This is the first four year old Israeli whisky to hit the market, and the first one to be matured in a Port style cask from Golan Heights T2
The original T2 is made from two Portuguese grape varieties, Touriga Nacional and Tinta Cão, grown locally. The 50% Touriga Nacional and 50% Tinta Cão wine was then allowed to ferment, but to maintain the sweetness, the fermentation was cut off with the fortification with brandy. The wine was then put into casks for 26 months in a French Oak cask. If my calculations are correct, these casks would have come from the vintage 2011 T2 .
Golan Heights Distillery, 4 Year Old, Cask 8 T2 Port Style Yarden Cask, Fill date Oct 26 2014 Bottle date Oct 26 2018, Angel Share was 23%, Yield 126 bottles at 46% and 30 bottles at Cask Strength of 62.1(62.1% ABV, NCF, NC)
Appearance: Dark copper, very viscous and durable necklace with thin legs.
Nose: As you pour it, there’s a thick red fruit coulis and sweet red wine scent that emanates from the glass, as it just sits there on the table. There’s a deep cinnamon on the nose, with violets and jasmine. Fresh stone fruit cut up in a bowl, with plums, peach, nectarine and apricot. Some dry mineral notes mingle with a hint of sourness (a little like rice vinegar). The fresh stone fruit turns into hints of dried fruit, with some more wood spices such as clove and nutmeg that join the cinnamon. Left in the glass, a fruit cake type sweetness with a vanilla custard.
It’s almost a shame to add water, but for science: More mint and more spice
Palate: Chocolate and fruity sweetness, with mint and pepper thrown in the mix. There’s also sweet wine and that ever present medley of stone fruit. Water brings out more of the spice and the dryness, and makes it more “porty”, taking the whisky a notch back toward the wine, possibly even toward a plum liqueur.
Linger: Milk chocolate and plum marmalade, with white pepper and clove in a dry finish. As time goes on, the white pepper turns to black pepper, and the inner cheeks tingle with the spice. Water makes the finish pepperier and mintier.
Conclusion
This cask is absolutely stellar. You get the mint that’s pretty much the distillery signature, but obviously sans the anise from the Golani casks. The T2 casks are absolutely incredible, imparting a crazy richness to the whisky. I secured myself a couple of bottles of the cask strength edition, and I recommend you get your hands on a bottle of this.
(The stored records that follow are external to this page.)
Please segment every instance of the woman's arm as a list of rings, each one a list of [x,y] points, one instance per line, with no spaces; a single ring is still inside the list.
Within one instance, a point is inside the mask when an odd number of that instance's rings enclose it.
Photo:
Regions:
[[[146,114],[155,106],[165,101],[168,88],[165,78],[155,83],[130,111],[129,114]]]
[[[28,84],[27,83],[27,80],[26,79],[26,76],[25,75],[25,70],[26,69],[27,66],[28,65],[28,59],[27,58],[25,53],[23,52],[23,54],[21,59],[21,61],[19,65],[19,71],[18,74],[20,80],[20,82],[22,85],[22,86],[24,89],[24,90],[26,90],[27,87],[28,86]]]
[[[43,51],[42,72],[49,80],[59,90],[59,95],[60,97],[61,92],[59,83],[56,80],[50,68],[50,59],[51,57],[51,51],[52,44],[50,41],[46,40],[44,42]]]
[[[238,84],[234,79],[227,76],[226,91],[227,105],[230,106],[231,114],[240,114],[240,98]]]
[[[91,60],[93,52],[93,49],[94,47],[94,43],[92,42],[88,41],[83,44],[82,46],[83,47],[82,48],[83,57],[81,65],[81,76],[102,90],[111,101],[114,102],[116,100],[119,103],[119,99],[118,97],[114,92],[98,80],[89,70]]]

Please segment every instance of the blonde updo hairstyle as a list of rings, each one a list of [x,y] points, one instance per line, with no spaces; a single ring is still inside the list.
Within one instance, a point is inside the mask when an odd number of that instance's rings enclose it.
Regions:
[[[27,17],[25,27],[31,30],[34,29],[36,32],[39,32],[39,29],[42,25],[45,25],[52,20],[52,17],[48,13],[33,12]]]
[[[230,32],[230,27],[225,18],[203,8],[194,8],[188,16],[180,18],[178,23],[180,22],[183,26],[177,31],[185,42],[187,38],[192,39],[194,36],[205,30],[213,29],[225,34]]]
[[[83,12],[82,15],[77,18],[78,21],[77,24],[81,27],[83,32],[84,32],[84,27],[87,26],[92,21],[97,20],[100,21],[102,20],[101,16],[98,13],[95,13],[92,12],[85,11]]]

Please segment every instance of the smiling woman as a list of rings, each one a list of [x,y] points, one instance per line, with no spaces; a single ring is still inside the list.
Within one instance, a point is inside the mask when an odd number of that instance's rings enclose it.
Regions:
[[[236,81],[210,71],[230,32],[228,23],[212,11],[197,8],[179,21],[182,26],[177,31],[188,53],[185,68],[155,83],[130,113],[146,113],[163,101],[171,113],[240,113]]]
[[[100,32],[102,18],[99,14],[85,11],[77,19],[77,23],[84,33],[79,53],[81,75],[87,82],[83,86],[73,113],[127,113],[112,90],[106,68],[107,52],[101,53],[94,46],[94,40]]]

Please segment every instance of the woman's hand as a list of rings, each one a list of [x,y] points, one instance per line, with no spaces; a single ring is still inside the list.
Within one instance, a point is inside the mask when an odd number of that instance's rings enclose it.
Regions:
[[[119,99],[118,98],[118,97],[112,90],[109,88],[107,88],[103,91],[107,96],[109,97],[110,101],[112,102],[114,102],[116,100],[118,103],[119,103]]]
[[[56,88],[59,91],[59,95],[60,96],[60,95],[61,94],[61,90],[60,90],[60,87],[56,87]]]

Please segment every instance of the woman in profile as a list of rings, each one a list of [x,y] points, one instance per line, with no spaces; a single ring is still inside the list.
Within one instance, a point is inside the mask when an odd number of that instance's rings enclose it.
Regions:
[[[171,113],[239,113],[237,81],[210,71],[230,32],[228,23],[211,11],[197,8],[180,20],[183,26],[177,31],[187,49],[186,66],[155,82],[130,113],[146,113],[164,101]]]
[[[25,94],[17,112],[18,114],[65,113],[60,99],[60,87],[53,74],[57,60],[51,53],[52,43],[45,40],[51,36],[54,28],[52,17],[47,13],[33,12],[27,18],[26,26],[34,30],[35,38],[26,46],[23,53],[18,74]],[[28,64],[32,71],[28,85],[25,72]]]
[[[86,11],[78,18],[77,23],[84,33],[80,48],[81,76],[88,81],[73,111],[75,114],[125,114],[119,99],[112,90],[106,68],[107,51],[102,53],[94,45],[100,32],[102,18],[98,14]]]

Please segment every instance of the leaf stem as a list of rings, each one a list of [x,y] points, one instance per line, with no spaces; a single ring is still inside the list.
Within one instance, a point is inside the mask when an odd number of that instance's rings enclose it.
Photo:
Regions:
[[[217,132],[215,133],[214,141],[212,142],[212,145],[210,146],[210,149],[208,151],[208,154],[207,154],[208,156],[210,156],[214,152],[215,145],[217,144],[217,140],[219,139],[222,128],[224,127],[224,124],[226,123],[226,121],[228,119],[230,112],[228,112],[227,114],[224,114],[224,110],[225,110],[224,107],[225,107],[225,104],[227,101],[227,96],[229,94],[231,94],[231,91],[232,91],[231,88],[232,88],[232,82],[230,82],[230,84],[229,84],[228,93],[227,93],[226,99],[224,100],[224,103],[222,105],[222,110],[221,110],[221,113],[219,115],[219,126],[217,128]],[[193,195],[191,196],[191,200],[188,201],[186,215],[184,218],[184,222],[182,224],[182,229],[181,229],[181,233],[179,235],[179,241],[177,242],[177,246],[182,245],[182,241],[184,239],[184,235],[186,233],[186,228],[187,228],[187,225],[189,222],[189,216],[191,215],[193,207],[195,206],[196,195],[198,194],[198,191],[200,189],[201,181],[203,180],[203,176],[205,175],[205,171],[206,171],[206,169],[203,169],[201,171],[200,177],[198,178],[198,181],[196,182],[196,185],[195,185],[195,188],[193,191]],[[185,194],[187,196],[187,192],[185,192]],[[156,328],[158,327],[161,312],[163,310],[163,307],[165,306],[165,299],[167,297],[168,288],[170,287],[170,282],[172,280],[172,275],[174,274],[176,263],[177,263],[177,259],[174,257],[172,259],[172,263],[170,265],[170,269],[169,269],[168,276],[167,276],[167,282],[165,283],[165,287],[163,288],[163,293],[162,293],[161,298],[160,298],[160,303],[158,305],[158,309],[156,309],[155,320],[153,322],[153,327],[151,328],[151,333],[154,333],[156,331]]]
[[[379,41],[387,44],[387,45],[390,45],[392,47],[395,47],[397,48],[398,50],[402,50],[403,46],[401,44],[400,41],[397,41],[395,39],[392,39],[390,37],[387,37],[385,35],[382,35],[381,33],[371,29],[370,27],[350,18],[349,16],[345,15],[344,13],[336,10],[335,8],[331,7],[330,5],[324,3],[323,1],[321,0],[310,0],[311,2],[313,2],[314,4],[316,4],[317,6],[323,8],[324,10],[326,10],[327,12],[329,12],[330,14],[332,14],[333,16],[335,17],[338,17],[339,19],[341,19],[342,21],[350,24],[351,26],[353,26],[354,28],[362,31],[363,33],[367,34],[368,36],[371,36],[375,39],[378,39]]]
Thanks for the advanced review.
I am going to pick up two bottles of the 46%
abv from David today. I also purchased a bottle of the T2 2011 for comparison. By the way, the bottle says that the wine has been matured for 29 months. (2 yeard and 5 months).
This is very exciting. I’m now going to arrange a tasting evening where we will attempt to draw a direct flavour connection between the T2 and the whisky to determine if the wine flavour profile can be distinctly identified within the whisky.